Author
Last Commit
Mar. 22, 2019
Created
Feb. 20, 2018

# Learning to play Tetris with Monte Carlo Tree Search and Temporal Difference Learning

My personal project for the love of Tetris.

See the agent in action here!

(Warning: Codes are a hot mess riddled with inconsistent styles and unclear namings, read them at your own risk.)

## Introduction

This project started out as a practice to apply Deep Q-Learning to Tetris, one of my favourite puzzle games of all time. However, I soon realized that it was almost impossible to train an agent to perform anywhere near human level due to the sparsity and long-term dependency of the rewards in Tetris (imagine how many actions you need to perform to clear even one line!). It was also around that time AlphaGo beat Lee Sedol in a dominating fashion that reignited my hopes for a better agent. Also, I believed that a model based approach should improve significantly compared to model free approaches (Q learning, policy gradients etc.). So here it is, the MCTS-TD agent inspired by AlphaGo specializing in the game Tetris.

## How is this related to AlphaGO/Zero?

At the core of AlphaGo, the agent tries to search the game tree base on upper confidence bound applied to trees (UCT). Unlike vanilla MCTS which has to simulate the entire game to estimate the value of current state, AlphaGo uses a neural network to inference the value (winning probability) and the policy (likely next moves) of the current state to calculate the upper confidence bound for each moves. In my agent I used exponential moving averages and variances with initial values from the neural network to calculate the upper confidence bound based on central limit theorem which I believe is more appropriate for single player games with unbounded rewards. Another difference is that AlphaGo uses the final scores of each game as the training targets while this agent uses a bootstrapped target, hence Temporal Difference Learning.

## How is this different from other Tetris Bots?

Most of the super-human performing Tetris bots seen on youtube or other games use heuristics (number of holes, height of each column, smoothness of the surface etc.) to model the reward. Using heuristics can substantially simplify the problem since the rewards are now much denser (you get a reward for each piece you drop) and are highly correlated with the final score. However, such handcrafted rewards can bias your agents toward the target you set (minimize holes in the board or height of the column) instead of the true target (clearing lines). Furthermore, such heuristics do not generalize beyond the game Tetris meaning that you have to handcraft rewards for each game you want your bot to play. This agent differs from those bots in the sense that it can be applied to any environment satisfying certain requirements.

## Prerequisite

• torch==1.0.0
• numpy==1.14.2
• numba==0.39.0
• tables==3.4.2
• matplotlib==2.1.2
• tensorflow==1.12.0 (not supported anymore, switch to PyTorch instead)
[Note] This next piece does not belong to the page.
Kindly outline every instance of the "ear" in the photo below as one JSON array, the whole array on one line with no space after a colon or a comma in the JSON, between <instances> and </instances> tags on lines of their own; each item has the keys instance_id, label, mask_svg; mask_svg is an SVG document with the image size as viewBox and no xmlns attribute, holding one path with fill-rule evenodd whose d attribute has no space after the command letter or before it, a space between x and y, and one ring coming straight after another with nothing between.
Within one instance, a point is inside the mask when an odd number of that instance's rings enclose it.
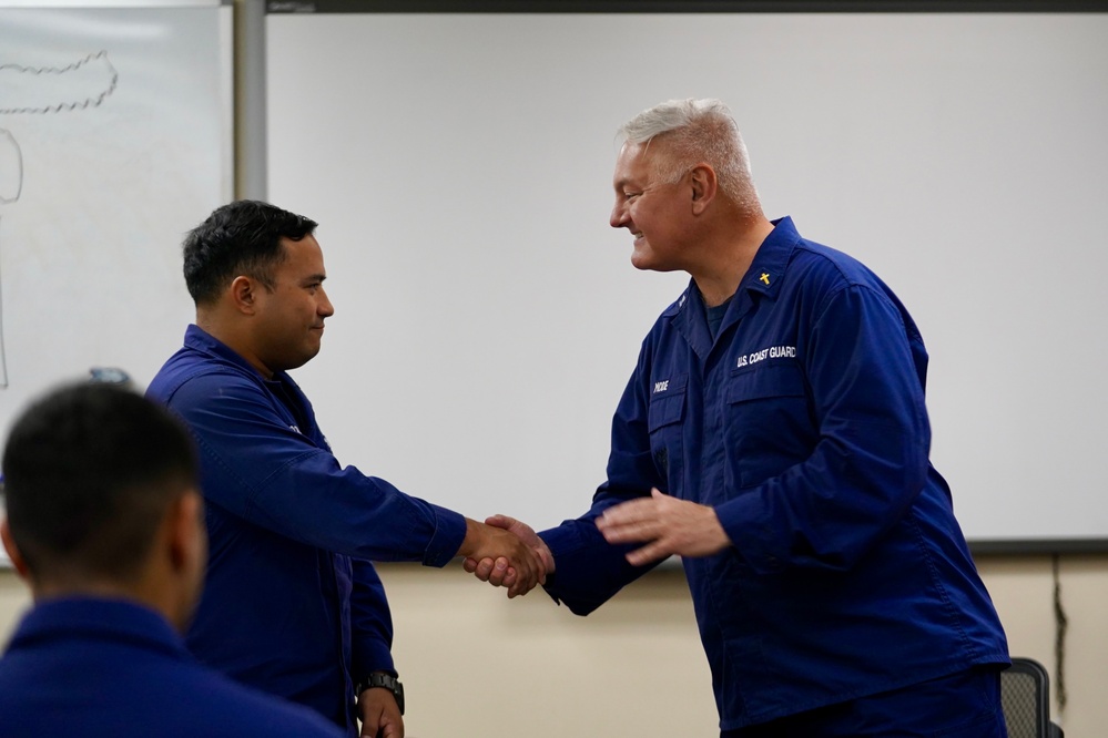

You'll also need the Tetris environment from here and modify the `sys.path.append` in `play.py` to include the path of pyTetris.

## How to run it?

• `play.py` script for agent play or manual play
• `train.py` script for training the neural network
• `tools/plot_score.py` script for plotting the score curve
• `tools/plot_loss.py` script for plotting the loss curve
• `tools/replay.py` GUI for replaying

The default routine is written in `cycle.sh`, if you are unsure what to do simply use `./cycle.sh` and things should get going.

## Results

In the default routine (`cycle.sh`), each iteration consists of 100 games with 300 MCTS simulations per move to generate the training data and 1 benchmark game with 1500 MCTS simulations per move to test the performance of the agent.

Left one is the normal (300 simulations) play, right one is the benchmark (1500 simulations) play. As a baseline, vanilla MCTS agent (no neural network) has an average score about 7 lines with 300 simulations per move.

As can be seen in the graphs, the agent is still improving even after 13 iterations (1300 games), however, it takes more than 10 hours to finish one iteration on my potato so I had to terminate it early. To the best of my knowledge, this result beats all non-heuristic agents.